Le contexte a sans doute son importance : nous sommes alors en plein dans la vague de terrorisme anarchiste qui balaye l’Europe, et la répression est conséquente. Pourtant, Reclus, dans ce petit texte, n’évoque pas une seule fois la question de la violence révolutionnaire. Loin de se faire l’apologiste ou au contraire l’accusateur des poseurs de bombes, il n’en parle tout simplement pas. Il entend, semble-t-il, donner un autre visage à l’anarchisme, en en faisant une nécessité historique, dans une perspective éminemment positiviste et historiciste.

 

En effet, Reclus inscrit l’anarchisme dans l’histoire. À l’en croire, le mouvement est bien antérieur à Proudhon, et il y a dans un sens toujours eu des anarchistes, ou acrates. Dès que le pouvoir a existé, la contestation du pouvoir, voire de toute forme de pouvoir, a existé également. Aussi l’anarchisme contemporain peut-il à bon droit se réclamer de prestigieux modèles, et parallèlement grossir ses rangs de nombreuses personnes, qui sont autant d’anarchistes sans le savoir.

 

En effet, l’élément fondamental pour Reclus, et qui justifie la définition et la dénomination par la négative de l’anarchisme, avec le préfixe privatif « a- », c’est la contestation de l’autorité, quelle qu’elle soit. Or, dans cette perspective, depuis Descartes notamment, la science elle-même, ce moteur du XIXe siècle, rejetant toute forme d’autorité préétablie, est dans un sens « anarchiste » ; elle participe en tout cas de ce mouvement de remise en cause de l’autorité, et notamment de celle de Dieu.

 

Cependant, cette dénomination par la négative justifie aussi la singularité de l’anarchisme contemporain, et le distingue d’autres mouvements, proches par les idées, mais qui n’ont pas pour objectif cette dissolution du pouvoir, cherchant plutôt à s’en emparer pour « faire le bonheur des gens », chose que Reclus n’accepte pas : il s’agit bien de détruire toute forme d’autorité, seul moyen d’aboutir vraiment à la justice et à l’égalité ; conserver le pouvoir, même « temporairement », c’est s’exposer au risque de perversion des idéaux : cela ne revient qu’à changer de maître, quand il s’agit d’abolir les maîtres.

 

Mais l’anarchisme, alors, n’est-il pas une « chimère » ? Pas pour Reclus, qui entend justement montrer, donc, que l’anarchisme est dans l’ordre des choses, et qu’il constitue une nécessité historique.
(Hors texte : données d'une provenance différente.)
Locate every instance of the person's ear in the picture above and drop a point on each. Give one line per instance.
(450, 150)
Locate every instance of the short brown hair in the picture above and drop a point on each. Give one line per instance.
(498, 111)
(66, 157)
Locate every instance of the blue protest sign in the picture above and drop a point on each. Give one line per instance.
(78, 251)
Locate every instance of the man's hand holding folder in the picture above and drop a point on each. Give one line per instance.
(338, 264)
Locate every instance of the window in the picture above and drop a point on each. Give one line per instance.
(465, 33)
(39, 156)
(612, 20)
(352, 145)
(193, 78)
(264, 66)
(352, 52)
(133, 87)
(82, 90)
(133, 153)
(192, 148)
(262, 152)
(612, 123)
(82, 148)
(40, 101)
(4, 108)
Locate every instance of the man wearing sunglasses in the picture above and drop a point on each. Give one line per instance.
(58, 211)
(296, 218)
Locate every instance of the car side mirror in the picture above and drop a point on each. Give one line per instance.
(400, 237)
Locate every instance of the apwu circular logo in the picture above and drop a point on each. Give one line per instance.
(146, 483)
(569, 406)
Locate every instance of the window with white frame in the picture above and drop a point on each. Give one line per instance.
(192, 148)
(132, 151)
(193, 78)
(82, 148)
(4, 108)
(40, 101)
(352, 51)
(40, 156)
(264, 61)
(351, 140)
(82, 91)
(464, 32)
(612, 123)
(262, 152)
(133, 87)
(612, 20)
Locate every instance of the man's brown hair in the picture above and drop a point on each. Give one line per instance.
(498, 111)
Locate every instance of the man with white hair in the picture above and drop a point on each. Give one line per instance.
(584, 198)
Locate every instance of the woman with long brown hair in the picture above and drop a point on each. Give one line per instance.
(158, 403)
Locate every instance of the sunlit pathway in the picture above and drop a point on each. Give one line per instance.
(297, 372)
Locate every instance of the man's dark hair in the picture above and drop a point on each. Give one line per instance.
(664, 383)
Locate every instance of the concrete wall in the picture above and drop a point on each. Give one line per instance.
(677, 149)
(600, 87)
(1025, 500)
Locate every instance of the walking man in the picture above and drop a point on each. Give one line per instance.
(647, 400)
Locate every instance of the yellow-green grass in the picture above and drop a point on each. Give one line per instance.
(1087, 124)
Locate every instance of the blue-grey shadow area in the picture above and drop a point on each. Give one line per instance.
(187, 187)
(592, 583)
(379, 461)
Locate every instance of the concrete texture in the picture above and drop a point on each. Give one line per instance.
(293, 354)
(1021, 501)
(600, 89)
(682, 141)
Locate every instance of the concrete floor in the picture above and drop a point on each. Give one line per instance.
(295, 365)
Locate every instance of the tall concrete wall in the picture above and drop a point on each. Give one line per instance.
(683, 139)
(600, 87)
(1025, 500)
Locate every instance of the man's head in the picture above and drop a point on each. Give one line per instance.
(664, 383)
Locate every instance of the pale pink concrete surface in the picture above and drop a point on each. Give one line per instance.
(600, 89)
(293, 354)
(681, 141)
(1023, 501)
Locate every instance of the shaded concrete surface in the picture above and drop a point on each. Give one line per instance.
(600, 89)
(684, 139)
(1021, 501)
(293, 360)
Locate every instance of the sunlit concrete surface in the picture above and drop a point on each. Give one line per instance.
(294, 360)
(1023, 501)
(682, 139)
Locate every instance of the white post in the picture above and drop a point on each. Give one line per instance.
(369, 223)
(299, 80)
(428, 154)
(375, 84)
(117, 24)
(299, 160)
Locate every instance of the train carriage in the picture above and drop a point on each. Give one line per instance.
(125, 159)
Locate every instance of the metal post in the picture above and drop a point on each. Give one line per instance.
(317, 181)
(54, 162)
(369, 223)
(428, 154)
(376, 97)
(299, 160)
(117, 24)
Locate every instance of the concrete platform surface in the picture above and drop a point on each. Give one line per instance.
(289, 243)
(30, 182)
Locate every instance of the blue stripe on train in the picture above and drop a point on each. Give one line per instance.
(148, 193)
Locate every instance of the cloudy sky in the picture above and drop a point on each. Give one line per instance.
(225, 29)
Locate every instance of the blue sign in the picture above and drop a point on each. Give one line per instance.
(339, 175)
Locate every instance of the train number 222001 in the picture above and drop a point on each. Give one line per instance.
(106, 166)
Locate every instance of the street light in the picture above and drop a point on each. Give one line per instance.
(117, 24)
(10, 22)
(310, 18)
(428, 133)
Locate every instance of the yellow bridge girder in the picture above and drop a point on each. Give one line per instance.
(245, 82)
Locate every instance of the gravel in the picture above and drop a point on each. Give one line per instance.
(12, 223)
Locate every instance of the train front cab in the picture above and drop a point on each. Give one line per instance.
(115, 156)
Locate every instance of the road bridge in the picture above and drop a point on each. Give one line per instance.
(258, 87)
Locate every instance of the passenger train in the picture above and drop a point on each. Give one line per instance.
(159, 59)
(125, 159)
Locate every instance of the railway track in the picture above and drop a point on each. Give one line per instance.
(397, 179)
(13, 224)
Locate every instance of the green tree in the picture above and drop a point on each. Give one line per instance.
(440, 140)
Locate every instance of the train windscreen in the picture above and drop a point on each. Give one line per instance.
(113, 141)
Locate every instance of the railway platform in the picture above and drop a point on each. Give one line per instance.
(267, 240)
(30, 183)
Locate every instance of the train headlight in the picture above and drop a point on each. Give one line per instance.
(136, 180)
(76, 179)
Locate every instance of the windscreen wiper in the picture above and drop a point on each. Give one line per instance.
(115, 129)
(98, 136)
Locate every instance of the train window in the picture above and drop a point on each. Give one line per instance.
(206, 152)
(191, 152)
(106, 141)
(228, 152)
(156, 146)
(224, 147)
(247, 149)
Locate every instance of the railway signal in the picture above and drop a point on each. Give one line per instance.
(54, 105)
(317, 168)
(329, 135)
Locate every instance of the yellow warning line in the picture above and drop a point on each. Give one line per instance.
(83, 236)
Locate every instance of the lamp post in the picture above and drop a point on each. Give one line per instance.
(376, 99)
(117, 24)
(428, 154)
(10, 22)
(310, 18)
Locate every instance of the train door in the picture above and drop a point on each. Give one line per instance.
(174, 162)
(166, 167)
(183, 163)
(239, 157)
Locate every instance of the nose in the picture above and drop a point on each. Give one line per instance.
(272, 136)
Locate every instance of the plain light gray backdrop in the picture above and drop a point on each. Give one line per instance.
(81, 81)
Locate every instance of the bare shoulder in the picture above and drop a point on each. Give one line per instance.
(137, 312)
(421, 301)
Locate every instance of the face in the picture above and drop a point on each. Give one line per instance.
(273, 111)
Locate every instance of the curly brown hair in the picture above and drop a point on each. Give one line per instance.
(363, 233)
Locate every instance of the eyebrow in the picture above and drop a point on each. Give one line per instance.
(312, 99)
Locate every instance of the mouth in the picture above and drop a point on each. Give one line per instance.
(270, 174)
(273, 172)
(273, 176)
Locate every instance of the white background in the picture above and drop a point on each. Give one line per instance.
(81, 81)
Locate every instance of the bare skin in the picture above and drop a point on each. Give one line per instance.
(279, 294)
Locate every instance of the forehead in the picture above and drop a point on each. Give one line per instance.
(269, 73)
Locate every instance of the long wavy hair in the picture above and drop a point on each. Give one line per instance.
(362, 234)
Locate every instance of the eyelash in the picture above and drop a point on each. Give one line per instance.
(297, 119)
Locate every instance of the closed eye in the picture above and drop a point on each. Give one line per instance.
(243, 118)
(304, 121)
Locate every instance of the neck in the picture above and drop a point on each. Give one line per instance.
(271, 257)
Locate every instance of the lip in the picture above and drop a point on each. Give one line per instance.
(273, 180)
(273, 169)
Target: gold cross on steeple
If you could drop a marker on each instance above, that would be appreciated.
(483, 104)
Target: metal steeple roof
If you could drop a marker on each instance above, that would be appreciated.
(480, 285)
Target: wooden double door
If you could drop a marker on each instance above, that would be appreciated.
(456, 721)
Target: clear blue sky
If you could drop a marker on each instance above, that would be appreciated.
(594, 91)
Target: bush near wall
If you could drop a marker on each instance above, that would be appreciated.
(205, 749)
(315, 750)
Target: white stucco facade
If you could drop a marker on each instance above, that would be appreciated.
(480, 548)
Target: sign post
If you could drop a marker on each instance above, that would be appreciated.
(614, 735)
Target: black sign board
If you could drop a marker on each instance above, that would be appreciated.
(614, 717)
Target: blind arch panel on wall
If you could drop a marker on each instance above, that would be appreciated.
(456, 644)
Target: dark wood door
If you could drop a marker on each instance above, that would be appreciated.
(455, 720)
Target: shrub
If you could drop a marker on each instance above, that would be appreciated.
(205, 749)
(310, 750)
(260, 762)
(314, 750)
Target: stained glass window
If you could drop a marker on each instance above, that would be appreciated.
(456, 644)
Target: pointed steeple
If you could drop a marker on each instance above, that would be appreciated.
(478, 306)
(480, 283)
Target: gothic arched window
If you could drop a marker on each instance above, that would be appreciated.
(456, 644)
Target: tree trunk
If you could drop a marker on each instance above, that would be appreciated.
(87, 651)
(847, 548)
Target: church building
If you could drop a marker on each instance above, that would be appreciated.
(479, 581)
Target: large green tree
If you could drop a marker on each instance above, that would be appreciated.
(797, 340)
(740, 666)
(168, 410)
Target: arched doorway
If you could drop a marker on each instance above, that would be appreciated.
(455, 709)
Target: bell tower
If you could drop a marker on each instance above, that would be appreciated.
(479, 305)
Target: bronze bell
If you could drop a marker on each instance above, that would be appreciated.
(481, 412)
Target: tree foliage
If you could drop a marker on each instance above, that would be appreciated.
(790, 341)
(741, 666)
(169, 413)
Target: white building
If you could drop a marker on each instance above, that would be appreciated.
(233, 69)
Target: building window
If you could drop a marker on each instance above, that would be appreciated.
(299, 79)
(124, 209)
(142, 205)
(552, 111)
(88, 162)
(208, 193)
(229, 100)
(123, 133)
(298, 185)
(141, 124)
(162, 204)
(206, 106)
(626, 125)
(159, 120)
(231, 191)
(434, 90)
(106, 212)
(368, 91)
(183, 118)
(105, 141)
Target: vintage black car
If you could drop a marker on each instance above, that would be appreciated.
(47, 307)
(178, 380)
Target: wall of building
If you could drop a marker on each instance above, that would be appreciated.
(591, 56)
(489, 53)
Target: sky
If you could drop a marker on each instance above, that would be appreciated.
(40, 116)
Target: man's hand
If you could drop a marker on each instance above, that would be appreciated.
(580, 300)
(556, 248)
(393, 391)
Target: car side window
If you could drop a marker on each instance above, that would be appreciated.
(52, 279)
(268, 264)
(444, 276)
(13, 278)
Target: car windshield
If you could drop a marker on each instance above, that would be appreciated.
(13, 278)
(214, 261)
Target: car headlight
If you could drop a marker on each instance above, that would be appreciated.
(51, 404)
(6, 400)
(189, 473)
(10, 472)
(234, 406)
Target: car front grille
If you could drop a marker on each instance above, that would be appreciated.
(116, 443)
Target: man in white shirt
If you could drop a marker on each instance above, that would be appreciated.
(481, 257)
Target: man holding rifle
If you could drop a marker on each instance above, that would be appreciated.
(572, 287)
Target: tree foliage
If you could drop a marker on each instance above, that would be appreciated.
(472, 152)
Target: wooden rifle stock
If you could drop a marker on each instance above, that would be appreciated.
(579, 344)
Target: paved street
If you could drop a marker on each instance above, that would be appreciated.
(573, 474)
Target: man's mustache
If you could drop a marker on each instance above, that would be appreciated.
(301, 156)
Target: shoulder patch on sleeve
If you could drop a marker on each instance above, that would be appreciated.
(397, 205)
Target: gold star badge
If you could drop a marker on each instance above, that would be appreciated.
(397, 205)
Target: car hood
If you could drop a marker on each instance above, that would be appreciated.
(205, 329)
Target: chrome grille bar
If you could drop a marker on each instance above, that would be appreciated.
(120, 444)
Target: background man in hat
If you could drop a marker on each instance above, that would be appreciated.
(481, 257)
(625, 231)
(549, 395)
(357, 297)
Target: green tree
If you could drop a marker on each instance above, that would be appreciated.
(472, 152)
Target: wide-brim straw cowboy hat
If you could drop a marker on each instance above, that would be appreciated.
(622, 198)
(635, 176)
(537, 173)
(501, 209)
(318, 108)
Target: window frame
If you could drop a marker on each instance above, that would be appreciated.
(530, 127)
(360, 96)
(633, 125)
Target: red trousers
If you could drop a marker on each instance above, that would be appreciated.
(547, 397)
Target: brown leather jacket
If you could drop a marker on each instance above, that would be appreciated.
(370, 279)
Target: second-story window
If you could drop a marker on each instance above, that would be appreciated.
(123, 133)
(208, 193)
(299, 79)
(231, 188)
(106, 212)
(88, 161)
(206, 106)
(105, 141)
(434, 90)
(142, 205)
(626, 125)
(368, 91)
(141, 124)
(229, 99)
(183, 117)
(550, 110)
Le pouvoir est de jour en jour plus contesté, et les idéaux anarchistes de justice, d’égalité et d’harmonie se répandent : Reclus n’en doute pas, le futur sera anarchiste, car il ne saurait être autre chose. Peu importe à cet égard la complexité et la vastitude des sociétés modernes, argument souvent opposé à ceux qui défendent l’anarchisme en prenant pour exemple certaines sociétés dites « primitives », argument que balaye Reclus d’un geste, sans plus s’y attarder. Et de multiplier les anecdotes qui témoignent de ce changement d’état d’esprit fondamental, la plus importante étant celle du bateau et de son capitaine, qui, dans une envolée particulièrement lyrique, insiste sur le peu d’importance de son rôle, et présente la micro-société du navire comme un idéal anarchiste déjà réalisé.

 

Plus de cent ans ont passé depuis cette conférence. Et, n’en déplaise à Reclus, son anarchisme « harmonieux » et « nécessaire » semble plus que jamais « chimérique »… Reclus est un homme de son temps, qui assigne un sens à l’histoire ; mais l’histoire l’a fait mentir, comme tous ceux qui ont procédé de la sorte. Le principe d’autorité a connu, depuis, des hauts et des bas, mais on a toujours été bien loin de l’idéal anarchiste. Aujourd’hui plus que jamais, peut-être, alors que les électeurs, obsédés par la sécurité, y sacrifient volontiers leur liberté. Du bonheur d’être esclave – ou de la servitude volontaire… Reclus a sans doute trop facilement négligé les forces de résistance du pouvoir, chez ceux qui le détiennent comme chez ceux qui le « subissent », il a sans doute trop rapidement balayé l’instinct de conservation, voire de réaction, le besoin parfois brutalement affiché d’ordre et de sécurité, le côté « rassurant » de l’autorité. Oui, on peut bien le regretter, mais l’histoire n’est pas anarchiste…

 

Tout cela ne fait que me confirmer dans mon point de vue originel : je suis trop pessimiste pour être anarchiste. Et si je m’affiche volontiers libertaire, c’est au nom d’un combat toujours à recommencer, et qui ne prendra sans doute jamais fin…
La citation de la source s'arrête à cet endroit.